After a week that saw loss after loss, the market bounced back. Yesterday, the Dow Jones index, which houses 30 blue-chip names, posted a record one-day point change. Putting an end to its seven-day losing streak, the index climbed 1,290 points higher, its largest single-day increase since December 2018. As for the other two major U.S. indexes, both the S&P 500 and the NASDAQ notched their biggest percentage gains in the last year.
Having said that, as the number of coronavirus cases around the world approaches 90,000, Wall Street isn’t sure that better days are ahead. During an interview, Cowen’s head of market strategy Chris Pollard stated, “We’re not completely out of the woods…The market by and large had been telling us this situation was going to deteriorate, [and] equities only caught on to that last week.” He added that any growth in the short-term is “unlikely to hold.”

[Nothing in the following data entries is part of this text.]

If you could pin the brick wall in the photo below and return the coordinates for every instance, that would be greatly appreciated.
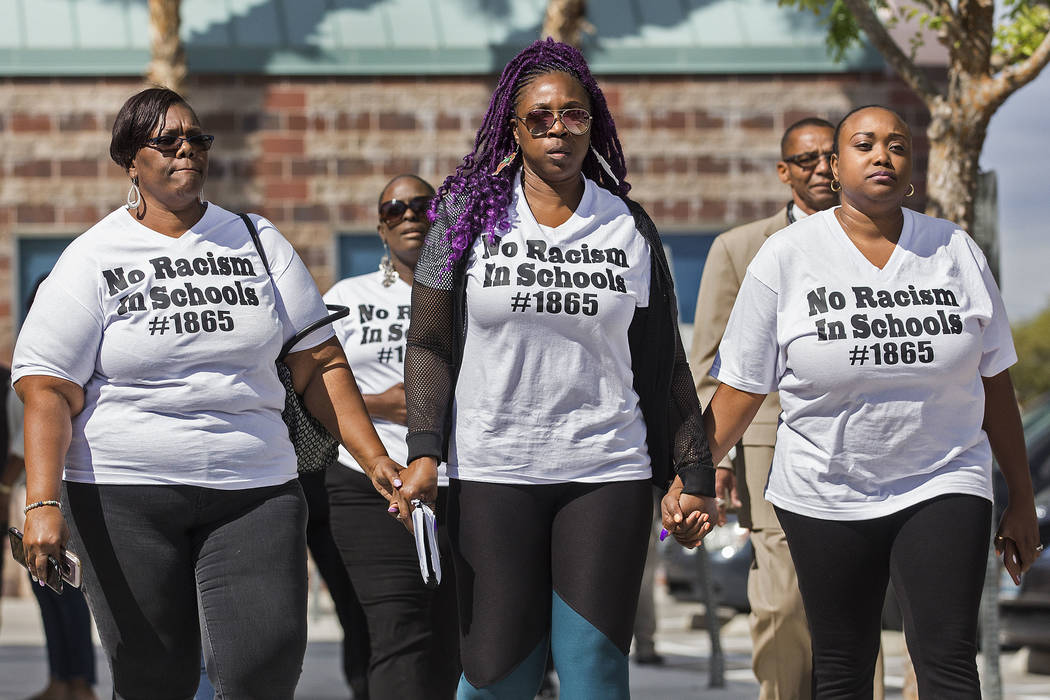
(313, 153)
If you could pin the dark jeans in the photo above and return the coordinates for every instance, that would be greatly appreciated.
(412, 629)
(935, 552)
(562, 561)
(67, 628)
(348, 609)
(166, 567)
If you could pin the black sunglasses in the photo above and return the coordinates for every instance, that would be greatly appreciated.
(392, 211)
(539, 122)
(169, 143)
(809, 161)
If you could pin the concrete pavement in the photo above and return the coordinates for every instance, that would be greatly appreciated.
(23, 664)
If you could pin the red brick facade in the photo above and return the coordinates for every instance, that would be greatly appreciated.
(313, 153)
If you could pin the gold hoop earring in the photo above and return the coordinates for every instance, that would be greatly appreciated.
(134, 197)
(386, 267)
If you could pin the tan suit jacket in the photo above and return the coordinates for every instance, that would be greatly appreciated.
(722, 275)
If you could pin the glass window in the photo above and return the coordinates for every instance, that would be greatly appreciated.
(36, 257)
(357, 253)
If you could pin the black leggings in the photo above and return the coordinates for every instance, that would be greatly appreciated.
(513, 545)
(935, 552)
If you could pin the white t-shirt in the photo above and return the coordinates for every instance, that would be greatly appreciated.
(16, 421)
(879, 370)
(374, 338)
(173, 341)
(545, 390)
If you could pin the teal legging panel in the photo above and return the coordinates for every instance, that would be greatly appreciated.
(589, 665)
(522, 683)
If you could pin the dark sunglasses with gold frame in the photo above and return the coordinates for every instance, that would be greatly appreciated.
(392, 212)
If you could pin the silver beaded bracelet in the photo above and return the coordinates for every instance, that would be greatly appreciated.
(40, 504)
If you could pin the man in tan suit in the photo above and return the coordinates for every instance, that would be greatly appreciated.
(780, 636)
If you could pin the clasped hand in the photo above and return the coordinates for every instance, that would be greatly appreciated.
(688, 517)
(400, 487)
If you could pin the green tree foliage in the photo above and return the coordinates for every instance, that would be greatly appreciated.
(1031, 375)
(992, 51)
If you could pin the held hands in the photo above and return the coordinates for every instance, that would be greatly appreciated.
(688, 517)
(418, 481)
(1017, 539)
(45, 535)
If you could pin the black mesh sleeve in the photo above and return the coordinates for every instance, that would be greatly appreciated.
(692, 455)
(429, 366)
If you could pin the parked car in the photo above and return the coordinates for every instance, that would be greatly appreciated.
(729, 555)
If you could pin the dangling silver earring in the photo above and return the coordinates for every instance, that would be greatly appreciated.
(605, 166)
(505, 162)
(133, 204)
(386, 267)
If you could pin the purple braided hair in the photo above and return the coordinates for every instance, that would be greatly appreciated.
(484, 196)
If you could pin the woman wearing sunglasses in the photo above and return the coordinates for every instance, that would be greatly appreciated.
(544, 361)
(147, 370)
(412, 628)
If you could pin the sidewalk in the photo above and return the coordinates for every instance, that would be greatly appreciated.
(23, 664)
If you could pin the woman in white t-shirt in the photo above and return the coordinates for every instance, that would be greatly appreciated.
(412, 628)
(885, 335)
(544, 362)
(153, 427)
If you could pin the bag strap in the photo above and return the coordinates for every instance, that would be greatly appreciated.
(337, 311)
(258, 244)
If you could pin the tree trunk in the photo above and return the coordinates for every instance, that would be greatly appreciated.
(565, 21)
(957, 133)
(167, 66)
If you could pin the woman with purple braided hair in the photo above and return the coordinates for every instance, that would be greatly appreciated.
(544, 365)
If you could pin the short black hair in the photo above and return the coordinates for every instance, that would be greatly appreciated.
(134, 123)
(809, 121)
(404, 175)
(838, 129)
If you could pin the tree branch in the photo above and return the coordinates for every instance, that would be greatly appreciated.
(901, 63)
(1016, 76)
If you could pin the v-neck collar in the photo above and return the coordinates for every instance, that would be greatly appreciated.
(895, 258)
(569, 226)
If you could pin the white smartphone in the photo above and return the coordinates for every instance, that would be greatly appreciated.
(69, 572)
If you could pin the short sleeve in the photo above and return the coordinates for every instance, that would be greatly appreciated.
(433, 269)
(748, 355)
(996, 342)
(63, 330)
(299, 302)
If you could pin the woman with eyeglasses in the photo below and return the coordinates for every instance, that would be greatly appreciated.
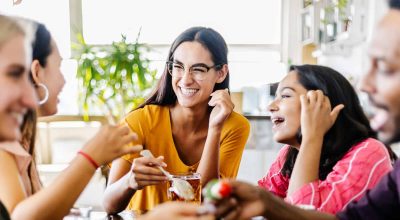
(188, 123)
(17, 97)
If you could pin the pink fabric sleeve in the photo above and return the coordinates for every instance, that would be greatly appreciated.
(360, 169)
(274, 181)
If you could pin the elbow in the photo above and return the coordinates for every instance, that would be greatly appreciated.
(109, 208)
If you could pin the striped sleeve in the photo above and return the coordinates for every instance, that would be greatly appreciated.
(360, 169)
(274, 181)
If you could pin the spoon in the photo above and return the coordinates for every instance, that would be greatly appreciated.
(181, 187)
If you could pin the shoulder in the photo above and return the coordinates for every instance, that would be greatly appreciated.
(369, 147)
(237, 121)
(148, 112)
(367, 153)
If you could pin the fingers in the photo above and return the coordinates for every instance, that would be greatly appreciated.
(133, 149)
(220, 96)
(335, 112)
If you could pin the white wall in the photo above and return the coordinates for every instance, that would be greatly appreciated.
(355, 63)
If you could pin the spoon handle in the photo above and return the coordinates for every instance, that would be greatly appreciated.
(148, 154)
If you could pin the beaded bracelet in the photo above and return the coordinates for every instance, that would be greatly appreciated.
(89, 158)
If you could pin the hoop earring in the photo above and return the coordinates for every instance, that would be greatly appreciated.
(46, 93)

Before rushing to sell-off holdings, investing firm Goldman Sachs reminds investors that compelling opportunities can still be found, pointing specifically to initial public offering (IPO) stocks. Using TipRanks’ Stock Screener, we were able to pinpoint 3 newly public names that are Buy-rated and backed by the analysts from Goldman Sachs as well as the rest of the Street. To top it all off, each stands to see some serious gains in the next year.
Casper Sleep (CSPR)
Online mattress retailer Casper Sleep burst onto the scene just last month on February 6, but it has already attracted significant attention. In its first day on the public market, the stock gained 12%, adding $2.50 to the $12 IPO price.

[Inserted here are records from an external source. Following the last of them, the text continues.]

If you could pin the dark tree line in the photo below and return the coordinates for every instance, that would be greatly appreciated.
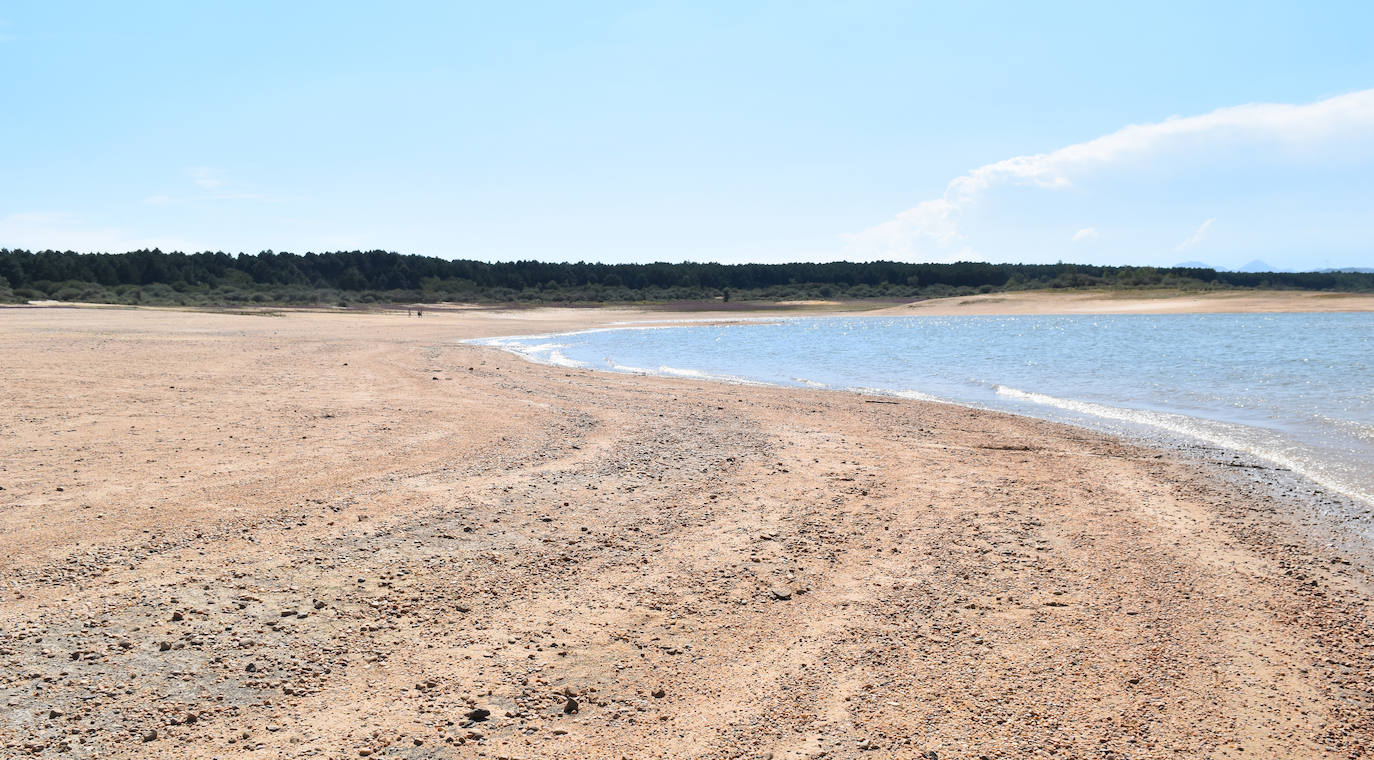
(153, 276)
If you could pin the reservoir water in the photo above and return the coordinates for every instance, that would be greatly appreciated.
(1296, 390)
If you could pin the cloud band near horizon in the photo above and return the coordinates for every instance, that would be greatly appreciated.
(930, 230)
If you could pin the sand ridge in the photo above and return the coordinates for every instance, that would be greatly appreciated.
(337, 535)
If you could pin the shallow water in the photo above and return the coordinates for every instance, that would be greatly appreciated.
(1296, 390)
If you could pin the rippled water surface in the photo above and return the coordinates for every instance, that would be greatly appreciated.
(1293, 389)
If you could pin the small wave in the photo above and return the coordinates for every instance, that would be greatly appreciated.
(1216, 433)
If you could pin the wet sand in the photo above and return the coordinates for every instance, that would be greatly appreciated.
(338, 535)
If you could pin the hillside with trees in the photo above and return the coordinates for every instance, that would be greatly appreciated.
(346, 278)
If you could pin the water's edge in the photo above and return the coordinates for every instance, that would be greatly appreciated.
(1319, 513)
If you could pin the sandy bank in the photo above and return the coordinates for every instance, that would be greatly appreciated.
(322, 535)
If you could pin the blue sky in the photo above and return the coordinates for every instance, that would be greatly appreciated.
(1095, 132)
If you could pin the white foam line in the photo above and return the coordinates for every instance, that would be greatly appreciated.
(1189, 426)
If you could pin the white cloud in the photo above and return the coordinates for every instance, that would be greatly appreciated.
(930, 230)
(1197, 235)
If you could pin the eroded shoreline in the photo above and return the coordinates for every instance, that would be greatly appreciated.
(794, 572)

While the market cap now lands at $358.6 million, at one point while the company was privately-held, it earned unicorn-status thanks to its $1.1 billion valuation. This drop has spurred some concern among investors, but Goldman Sachs remains optimistic about CSPR’s long-term prospects.
Writing for the firm is analyst Alexandra Walvis, who points out that significant health and wellness-based tailwinds have steadily been benefiting the global sleep product market. Additionally, even though the space is known for being highly competitive, Walvis is expecting to see a “more rational environment” in the future. She added, “CSPR is uniquely positioned as a holistic sleep brand, with product and marketing creating a powerful connection with consumers and potential for a strong moat.”

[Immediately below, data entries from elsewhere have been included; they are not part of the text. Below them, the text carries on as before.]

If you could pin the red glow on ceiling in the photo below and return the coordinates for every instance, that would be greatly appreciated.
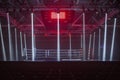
(54, 15)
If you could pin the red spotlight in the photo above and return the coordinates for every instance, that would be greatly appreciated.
(54, 15)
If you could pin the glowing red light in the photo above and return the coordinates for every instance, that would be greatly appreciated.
(54, 15)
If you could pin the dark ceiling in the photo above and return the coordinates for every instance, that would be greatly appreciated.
(94, 10)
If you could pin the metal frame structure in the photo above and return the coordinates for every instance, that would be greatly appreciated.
(80, 25)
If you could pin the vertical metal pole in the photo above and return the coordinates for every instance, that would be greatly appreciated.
(58, 37)
(89, 50)
(105, 36)
(9, 37)
(3, 46)
(93, 51)
(25, 46)
(99, 41)
(84, 47)
(70, 55)
(16, 46)
(21, 42)
(113, 40)
(81, 42)
(33, 51)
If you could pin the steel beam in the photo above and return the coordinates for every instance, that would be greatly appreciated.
(16, 46)
(105, 37)
(33, 45)
(10, 40)
(113, 40)
(99, 42)
(58, 37)
(89, 50)
(84, 41)
(3, 45)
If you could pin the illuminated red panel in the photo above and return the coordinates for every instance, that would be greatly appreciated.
(54, 15)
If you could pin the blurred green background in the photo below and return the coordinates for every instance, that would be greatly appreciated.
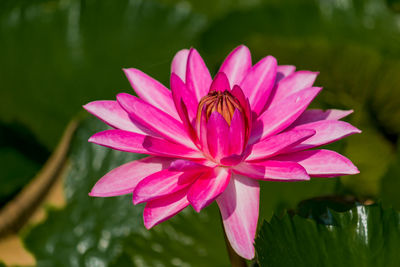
(57, 55)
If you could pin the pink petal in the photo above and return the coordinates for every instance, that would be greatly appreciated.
(137, 143)
(312, 115)
(181, 93)
(179, 63)
(220, 83)
(208, 187)
(322, 163)
(155, 120)
(182, 165)
(284, 71)
(292, 84)
(237, 133)
(151, 91)
(111, 113)
(282, 114)
(258, 83)
(276, 143)
(239, 210)
(198, 78)
(217, 133)
(201, 129)
(236, 65)
(273, 170)
(244, 102)
(327, 131)
(161, 209)
(123, 179)
(161, 184)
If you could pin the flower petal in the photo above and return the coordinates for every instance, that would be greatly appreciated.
(208, 187)
(111, 113)
(182, 165)
(236, 65)
(284, 71)
(161, 184)
(161, 209)
(179, 63)
(151, 91)
(198, 78)
(220, 83)
(279, 116)
(292, 84)
(321, 162)
(217, 133)
(273, 170)
(276, 143)
(154, 119)
(244, 102)
(201, 129)
(312, 115)
(237, 133)
(239, 205)
(327, 131)
(137, 143)
(181, 93)
(123, 179)
(258, 83)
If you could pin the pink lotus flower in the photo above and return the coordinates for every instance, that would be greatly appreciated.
(214, 139)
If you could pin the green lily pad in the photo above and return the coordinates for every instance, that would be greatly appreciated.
(361, 236)
(110, 231)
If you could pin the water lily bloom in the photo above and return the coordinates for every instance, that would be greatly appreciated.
(216, 138)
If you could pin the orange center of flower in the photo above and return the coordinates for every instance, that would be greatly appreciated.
(222, 102)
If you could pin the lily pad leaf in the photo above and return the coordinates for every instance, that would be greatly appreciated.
(361, 236)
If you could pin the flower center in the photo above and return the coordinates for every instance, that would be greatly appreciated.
(222, 102)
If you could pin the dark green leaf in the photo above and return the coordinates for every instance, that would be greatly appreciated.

On top of this, Walvis cites its omnichannel strategy as a key point of strength. According to her estimates, the analyst notes that CSPR’s store count is expected to reach 180 by 2022, up from 60 as of the end of full year 2019. Based on solid unit economics, this should fuel substantial growth in terms of sales and earnings. It also doesn’t hurt that growth in brand-right partners such as Target and Costco as well as other retailer additions stand to boost wholesale sales, with sales from this segment predicted to increase from 20% to 33% of total sales.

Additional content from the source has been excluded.